The size and function of internal heart-monitoring technology has come forward in leaps and bounds. 

“Where heart monitors used to be the size of a cigarette box, they can now be the size of your little fingernail and they can do all sorts of things with monitoring your heart rate," Dr Grenfell explains. "If your heart gets into rhythms of concern they can actually give them a little jolt to put them back into the right shape.”
 
The capacity for similar devices to monitor from inside the heart of people with severe heart disease offers incredible new scope for detecting deterioration of the heart.

Wearable technology

Wearable technology is already popular among fitness fans, with activity trackers keepingtabs on the kilometres you’ve run and energy you’ve burned. 

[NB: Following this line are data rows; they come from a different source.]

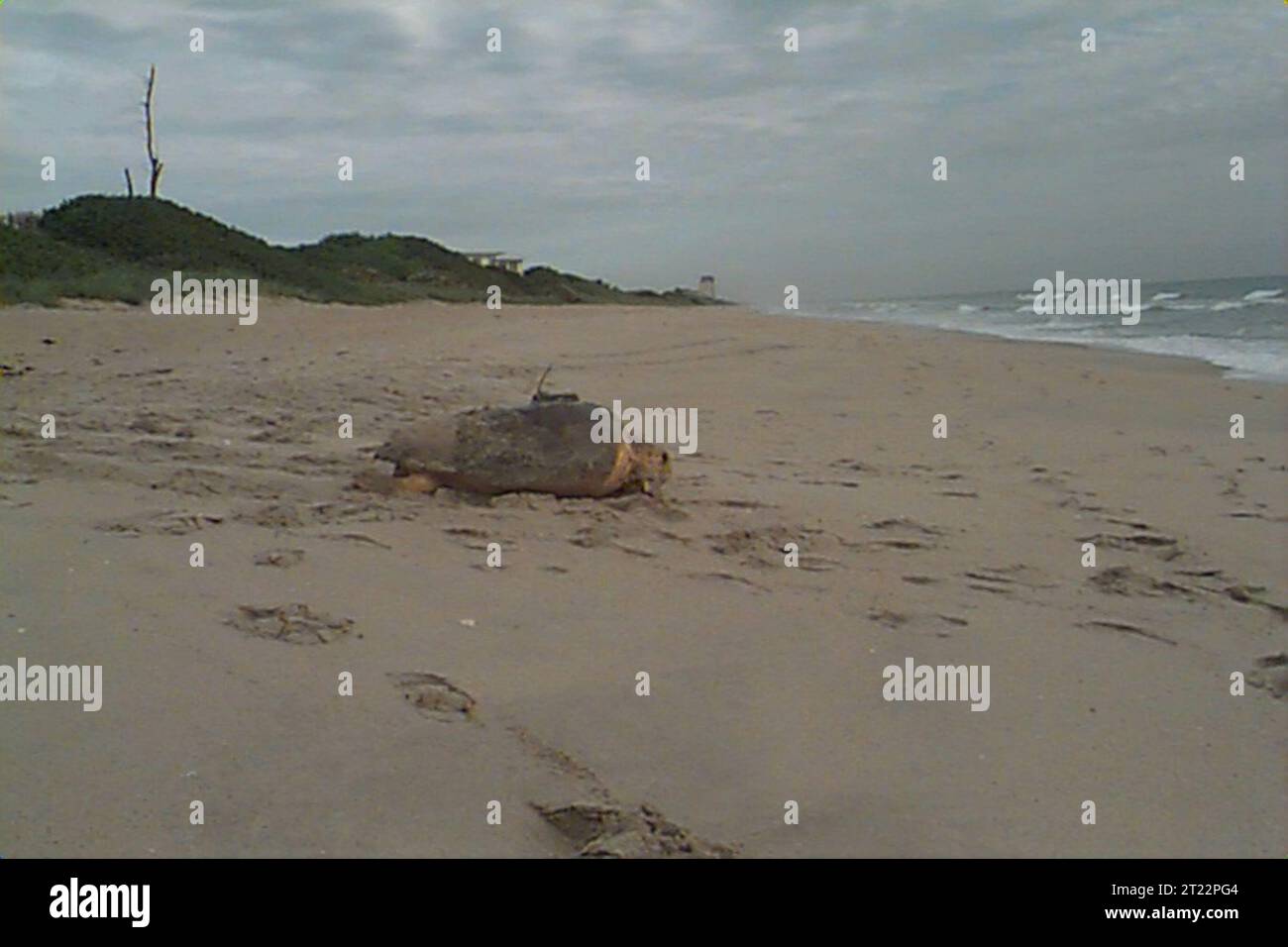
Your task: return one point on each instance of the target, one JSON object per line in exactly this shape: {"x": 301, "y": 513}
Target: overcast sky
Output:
{"x": 768, "y": 167}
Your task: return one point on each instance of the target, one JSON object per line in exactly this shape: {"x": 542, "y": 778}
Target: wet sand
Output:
{"x": 518, "y": 684}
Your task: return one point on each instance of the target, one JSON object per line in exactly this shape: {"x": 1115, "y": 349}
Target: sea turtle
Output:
{"x": 544, "y": 447}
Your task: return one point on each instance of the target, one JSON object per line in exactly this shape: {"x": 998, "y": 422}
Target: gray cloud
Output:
{"x": 768, "y": 167}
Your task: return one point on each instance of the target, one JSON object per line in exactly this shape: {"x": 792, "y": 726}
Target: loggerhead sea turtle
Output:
{"x": 542, "y": 447}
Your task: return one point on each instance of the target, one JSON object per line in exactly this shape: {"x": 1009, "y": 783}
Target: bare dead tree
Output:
{"x": 158, "y": 165}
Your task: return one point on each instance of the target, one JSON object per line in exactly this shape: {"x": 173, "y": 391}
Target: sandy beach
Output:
{"x": 518, "y": 684}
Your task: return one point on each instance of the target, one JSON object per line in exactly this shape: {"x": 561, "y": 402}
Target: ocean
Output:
{"x": 1239, "y": 325}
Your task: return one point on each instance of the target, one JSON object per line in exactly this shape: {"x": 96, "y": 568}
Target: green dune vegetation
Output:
{"x": 114, "y": 248}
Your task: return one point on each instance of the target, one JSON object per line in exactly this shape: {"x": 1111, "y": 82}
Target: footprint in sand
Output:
{"x": 434, "y": 696}
{"x": 1271, "y": 674}
{"x": 599, "y": 830}
{"x": 295, "y": 624}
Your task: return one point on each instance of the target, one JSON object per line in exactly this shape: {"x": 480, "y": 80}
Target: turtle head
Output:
{"x": 652, "y": 468}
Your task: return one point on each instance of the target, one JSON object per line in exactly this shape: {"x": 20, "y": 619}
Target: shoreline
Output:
{"x": 1227, "y": 371}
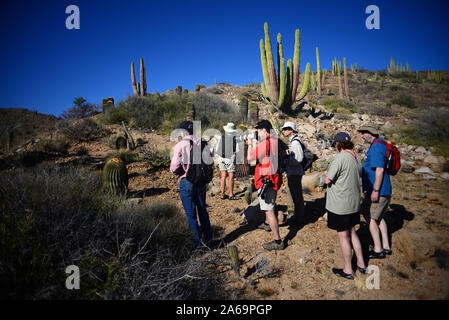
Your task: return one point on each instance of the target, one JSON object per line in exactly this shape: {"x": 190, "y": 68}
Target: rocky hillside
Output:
{"x": 418, "y": 216}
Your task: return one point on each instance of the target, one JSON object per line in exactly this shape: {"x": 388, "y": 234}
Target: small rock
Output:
{"x": 431, "y": 159}
{"x": 425, "y": 170}
{"x": 388, "y": 125}
{"x": 339, "y": 293}
{"x": 445, "y": 176}
{"x": 420, "y": 150}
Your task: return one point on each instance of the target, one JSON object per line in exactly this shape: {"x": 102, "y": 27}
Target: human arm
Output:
{"x": 377, "y": 184}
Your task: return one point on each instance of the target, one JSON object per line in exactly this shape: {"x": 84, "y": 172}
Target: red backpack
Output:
{"x": 393, "y": 158}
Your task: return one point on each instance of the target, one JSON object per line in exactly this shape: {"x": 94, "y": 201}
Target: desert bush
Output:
{"x": 431, "y": 129}
{"x": 377, "y": 110}
{"x": 82, "y": 130}
{"x": 167, "y": 113}
{"x": 52, "y": 146}
{"x": 81, "y": 109}
{"x": 395, "y": 87}
{"x": 404, "y": 100}
{"x": 158, "y": 158}
{"x": 52, "y": 217}
{"x": 338, "y": 105}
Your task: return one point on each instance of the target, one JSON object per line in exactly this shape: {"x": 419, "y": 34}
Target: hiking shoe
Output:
{"x": 376, "y": 255}
{"x": 341, "y": 273}
{"x": 264, "y": 226}
{"x": 273, "y": 246}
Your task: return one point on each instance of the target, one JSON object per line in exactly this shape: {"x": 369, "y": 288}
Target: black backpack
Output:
{"x": 200, "y": 173}
{"x": 221, "y": 148}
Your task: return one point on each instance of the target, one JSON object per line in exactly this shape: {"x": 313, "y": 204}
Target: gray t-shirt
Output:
{"x": 343, "y": 194}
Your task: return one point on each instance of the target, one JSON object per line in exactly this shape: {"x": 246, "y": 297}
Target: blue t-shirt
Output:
{"x": 376, "y": 157}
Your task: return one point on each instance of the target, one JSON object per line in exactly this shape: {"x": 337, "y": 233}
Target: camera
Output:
{"x": 266, "y": 184}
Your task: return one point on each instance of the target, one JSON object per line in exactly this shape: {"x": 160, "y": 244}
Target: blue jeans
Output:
{"x": 194, "y": 201}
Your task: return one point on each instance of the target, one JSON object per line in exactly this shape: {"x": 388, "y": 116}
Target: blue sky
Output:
{"x": 44, "y": 66}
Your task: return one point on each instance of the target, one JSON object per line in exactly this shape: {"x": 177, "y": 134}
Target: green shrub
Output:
{"x": 51, "y": 217}
{"x": 165, "y": 113}
{"x": 431, "y": 129}
{"x": 158, "y": 158}
{"x": 82, "y": 130}
{"x": 404, "y": 100}
{"x": 52, "y": 146}
{"x": 335, "y": 104}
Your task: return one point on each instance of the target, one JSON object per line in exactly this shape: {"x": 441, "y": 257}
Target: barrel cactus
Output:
{"x": 115, "y": 176}
{"x": 235, "y": 261}
{"x": 120, "y": 143}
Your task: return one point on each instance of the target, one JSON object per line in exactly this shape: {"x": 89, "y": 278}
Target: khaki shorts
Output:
{"x": 376, "y": 210}
{"x": 269, "y": 202}
{"x": 226, "y": 164}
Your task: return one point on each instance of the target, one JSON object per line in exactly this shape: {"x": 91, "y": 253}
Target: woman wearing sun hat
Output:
{"x": 227, "y": 149}
{"x": 343, "y": 202}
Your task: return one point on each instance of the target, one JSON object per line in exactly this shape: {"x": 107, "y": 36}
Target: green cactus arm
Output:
{"x": 296, "y": 60}
{"x": 133, "y": 80}
{"x": 143, "y": 84}
{"x": 346, "y": 79}
{"x": 289, "y": 82}
{"x": 282, "y": 84}
{"x": 305, "y": 85}
{"x": 270, "y": 65}
{"x": 129, "y": 137}
{"x": 266, "y": 77}
{"x": 318, "y": 72}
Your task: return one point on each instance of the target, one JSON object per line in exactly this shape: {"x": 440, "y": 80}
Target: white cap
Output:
{"x": 290, "y": 125}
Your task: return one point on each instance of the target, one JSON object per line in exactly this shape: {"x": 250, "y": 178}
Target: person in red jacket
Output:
{"x": 266, "y": 174}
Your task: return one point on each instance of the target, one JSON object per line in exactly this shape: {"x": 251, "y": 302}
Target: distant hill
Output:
{"x": 26, "y": 124}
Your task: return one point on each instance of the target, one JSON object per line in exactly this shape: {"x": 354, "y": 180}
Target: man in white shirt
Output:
{"x": 295, "y": 171}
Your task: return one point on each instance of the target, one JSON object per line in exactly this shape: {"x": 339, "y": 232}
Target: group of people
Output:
{"x": 343, "y": 196}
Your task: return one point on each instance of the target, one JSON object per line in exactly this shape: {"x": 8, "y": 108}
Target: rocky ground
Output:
{"x": 418, "y": 216}
{"x": 418, "y": 219}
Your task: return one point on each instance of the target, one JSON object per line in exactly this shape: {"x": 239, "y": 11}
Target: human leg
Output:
{"x": 186, "y": 195}
{"x": 200, "y": 202}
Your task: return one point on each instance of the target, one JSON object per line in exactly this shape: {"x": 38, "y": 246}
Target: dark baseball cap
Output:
{"x": 340, "y": 137}
{"x": 187, "y": 125}
{"x": 264, "y": 124}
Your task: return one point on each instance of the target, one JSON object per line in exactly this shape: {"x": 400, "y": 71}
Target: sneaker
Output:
{"x": 264, "y": 226}
{"x": 341, "y": 273}
{"x": 273, "y": 245}
{"x": 376, "y": 255}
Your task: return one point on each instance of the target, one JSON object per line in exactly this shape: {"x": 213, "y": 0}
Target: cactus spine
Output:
{"x": 139, "y": 89}
{"x": 115, "y": 176}
{"x": 296, "y": 61}
{"x": 235, "y": 261}
{"x": 279, "y": 89}
{"x": 244, "y": 108}
{"x": 270, "y": 65}
{"x": 346, "y": 79}
{"x": 305, "y": 85}
{"x": 318, "y": 72}
{"x": 129, "y": 138}
{"x": 340, "y": 88}
{"x": 253, "y": 113}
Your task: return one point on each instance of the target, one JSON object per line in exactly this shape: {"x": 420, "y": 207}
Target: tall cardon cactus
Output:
{"x": 281, "y": 88}
{"x": 139, "y": 89}
{"x": 115, "y": 176}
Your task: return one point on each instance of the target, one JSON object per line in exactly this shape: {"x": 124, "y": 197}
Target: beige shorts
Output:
{"x": 227, "y": 165}
{"x": 267, "y": 204}
{"x": 376, "y": 210}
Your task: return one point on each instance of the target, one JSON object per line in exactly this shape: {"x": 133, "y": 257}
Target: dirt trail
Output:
{"x": 418, "y": 212}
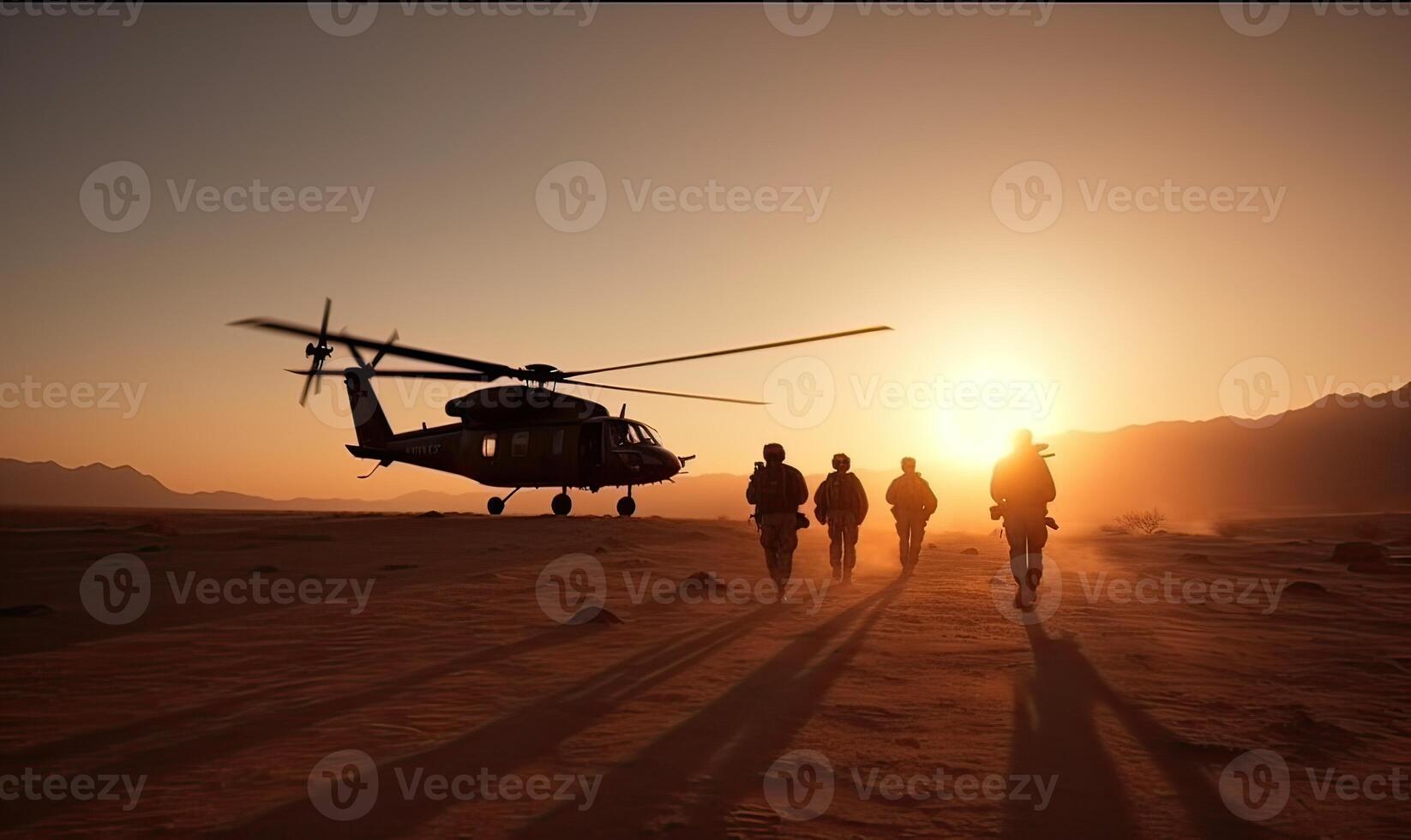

Dr Grenfell says the future of wearable technology for someone who has had a heart attack has incredible scope. 

“We’re looking at measuring pulse rates, live heart rate measurements, respiratory rate, body temperature, movement and others in a far more elaborate way.”
 
Dr Grenfell stresses that prevention is better than a cure and people need to focus on healthy eating, being active, and not smoking to keep their heart in optimum order. However, he says that if you do experience a heart attack and end up in hospital, you have the best chance of surviving than you have ever had. 

“The range of treatments and therapies available are such that the damage is limited and the [chances of] survival [are] maximized.”